# Movie Recommendation System
This notebook demonstrates how to build a hybrid movie recommendation system using collaborative filtering and content-based filtering techniques.

In [None]:
import pandas as pd
import numpy as np
from sklearn.feature_extraction.text import TfidfVectorizer
from sklearn.metrics.pairwise import cosine_similarity
from surprise import Dataset, Reader, SVD
from surprise.model_selection import train_test_split
import matplotlib.pyplot as plt
import seaborn as sns


## Load and Preview Data

In [None]:
# Load ratings and metadata files
ratings = pd.read_csv('ratings.csv')
movies = pd.read_csv('movies_metadata.csv', low_memory=False)
keywords = pd.read_csv('keywords.csv')
credits = pd.read_csv('credits.csv')

# Preview datasets
ratings.head()


## Data Cleaning

In [None]:
# Convert movieId to numeric, dropping invalid rows
movies['id'] = pd.to_numeric(movies['id'], errors='coerce')
movies = movies.dropna(subset=['id'])
movies['id'] = movies['id'].astype(int)

# Merge datasets
movies = movies[['id', 'title', 'overview']]
ratings['movieId'] = ratings['movieId'].astype(int)
merged = pd.merge(ratings, movies, left_on='movieId', right_on='id')
merged.dropna(subset=['overview'], inplace=True)

merged.head()


## Collaborative Filtering with SVD

In [None]:
reader = Reader(rating_scale=(0.5, 5.0))
data = Dataset.load_from_df(ratings[['userId', 'movieId', 'rating']], reader)
trainset, testset = train_test_split(data, test_size=0.2)

model = SVD()
model.fit(trainset)
predictions = model.test(testset)

from surprise import accuracy
rmse = accuracy.rmse(predictions)
print(f"RMSE: {rmse}")


## Content-Based Filtering with TF-IDF

In [None]:
tfidf = TfidfVectorizer(stop_words='english')
movies['overview'] = movies['overview'].fillna('')
tfidf_matrix = tfidf.fit_transform(movies['overview'])

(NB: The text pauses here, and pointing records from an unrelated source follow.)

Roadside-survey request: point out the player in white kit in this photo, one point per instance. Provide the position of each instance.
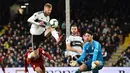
(74, 44)
(39, 28)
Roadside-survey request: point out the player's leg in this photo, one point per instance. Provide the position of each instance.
(33, 55)
(82, 68)
(47, 32)
(85, 67)
(99, 66)
(2, 65)
(38, 69)
(36, 41)
(43, 68)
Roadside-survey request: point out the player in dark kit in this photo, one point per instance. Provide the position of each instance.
(36, 60)
(2, 65)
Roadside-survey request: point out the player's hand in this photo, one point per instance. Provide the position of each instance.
(42, 24)
(26, 71)
(79, 51)
(3, 71)
(52, 61)
(73, 63)
(93, 65)
(28, 60)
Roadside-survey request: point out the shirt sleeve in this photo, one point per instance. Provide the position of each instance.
(68, 40)
(83, 54)
(96, 50)
(33, 18)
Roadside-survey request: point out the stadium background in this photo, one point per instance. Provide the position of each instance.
(108, 19)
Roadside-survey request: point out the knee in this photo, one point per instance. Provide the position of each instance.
(38, 70)
(98, 63)
(83, 67)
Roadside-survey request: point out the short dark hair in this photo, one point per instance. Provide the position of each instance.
(89, 32)
(74, 26)
(48, 5)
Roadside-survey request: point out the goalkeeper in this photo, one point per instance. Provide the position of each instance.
(39, 26)
(93, 49)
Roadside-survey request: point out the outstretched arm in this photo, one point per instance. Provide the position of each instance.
(2, 65)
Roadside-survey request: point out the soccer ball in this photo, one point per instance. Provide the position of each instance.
(54, 23)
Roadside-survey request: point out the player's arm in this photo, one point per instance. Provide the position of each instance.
(96, 50)
(2, 65)
(68, 47)
(47, 55)
(25, 63)
(95, 54)
(80, 59)
(33, 18)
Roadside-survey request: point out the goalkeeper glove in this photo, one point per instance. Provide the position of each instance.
(93, 65)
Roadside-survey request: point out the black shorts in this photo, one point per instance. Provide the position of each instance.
(38, 39)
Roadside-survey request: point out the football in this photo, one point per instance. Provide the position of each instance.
(54, 23)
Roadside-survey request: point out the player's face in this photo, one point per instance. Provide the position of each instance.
(74, 30)
(30, 49)
(87, 37)
(47, 11)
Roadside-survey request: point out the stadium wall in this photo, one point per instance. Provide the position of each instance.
(69, 70)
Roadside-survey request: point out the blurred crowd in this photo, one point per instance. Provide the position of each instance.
(123, 59)
(109, 25)
(17, 39)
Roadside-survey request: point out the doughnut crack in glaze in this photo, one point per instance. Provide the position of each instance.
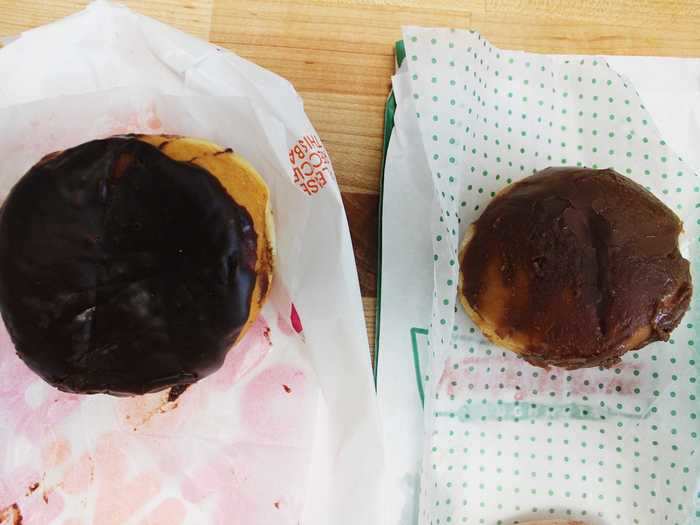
(133, 264)
(574, 267)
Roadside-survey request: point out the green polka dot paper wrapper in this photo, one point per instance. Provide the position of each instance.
(506, 441)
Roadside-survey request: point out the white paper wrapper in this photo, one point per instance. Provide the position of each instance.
(501, 444)
(287, 431)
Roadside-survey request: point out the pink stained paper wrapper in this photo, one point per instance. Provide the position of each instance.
(287, 430)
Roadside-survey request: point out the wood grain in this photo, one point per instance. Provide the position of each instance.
(339, 56)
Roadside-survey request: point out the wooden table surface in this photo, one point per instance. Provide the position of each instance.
(339, 55)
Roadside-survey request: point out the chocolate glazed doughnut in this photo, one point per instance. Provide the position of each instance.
(133, 264)
(574, 267)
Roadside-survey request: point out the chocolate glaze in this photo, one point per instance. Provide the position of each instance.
(123, 271)
(589, 264)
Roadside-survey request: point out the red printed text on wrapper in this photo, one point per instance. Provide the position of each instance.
(311, 165)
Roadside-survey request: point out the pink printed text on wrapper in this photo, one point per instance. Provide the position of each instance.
(310, 163)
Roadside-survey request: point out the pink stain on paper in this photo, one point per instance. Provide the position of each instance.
(238, 443)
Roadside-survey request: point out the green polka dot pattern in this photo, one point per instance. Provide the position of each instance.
(506, 441)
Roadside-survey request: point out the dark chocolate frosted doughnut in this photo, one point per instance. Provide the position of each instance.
(574, 267)
(128, 265)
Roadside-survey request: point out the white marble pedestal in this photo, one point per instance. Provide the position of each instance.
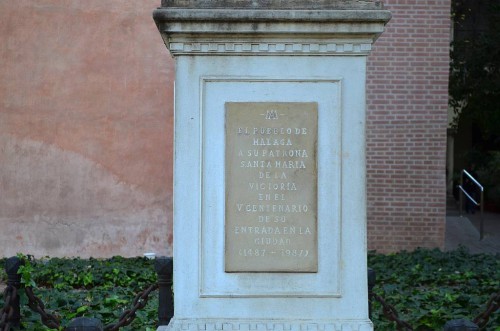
(245, 261)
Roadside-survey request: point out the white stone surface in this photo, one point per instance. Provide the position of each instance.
(266, 61)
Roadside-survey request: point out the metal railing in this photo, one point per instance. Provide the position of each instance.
(471, 197)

cosine_sim = cosine_similarity(tfidf_matrix, tfidf_matrix)
indices = pd.Series(movies.index, index=movies['title']).drop_duplicates()

def get_recommendations(title, cosine_sim=cosine_sim):
    idx = indices[title]
    sim_scores = list(enumerate(cosine_sim[idx]))
    sim_scores = sorted(sim_scores, key=lambda x: x[1], reverse=True)
    sim_scores = sim_scores[1:11]
    movie_indices = [i[0] for i in sim_scores]
    return movies['title'].iloc[movie_indices]

get_recommendations('The Dark Knight')


## Hybrid Recommendation System

In [None]:
def hybrid_recommendation(user_id, title, model, cosine_sim=cosine_sim):
    idx = indices[title]
    sim_scores = list(enumerate(cosine_sim[idx]))
    sim_scores = sorted(sim_scores, key=lambda x: x[1], reverse=True)
    sim_scores = sim_scores[1:26]
    movie_indices = [i[0] for i in sim_scores]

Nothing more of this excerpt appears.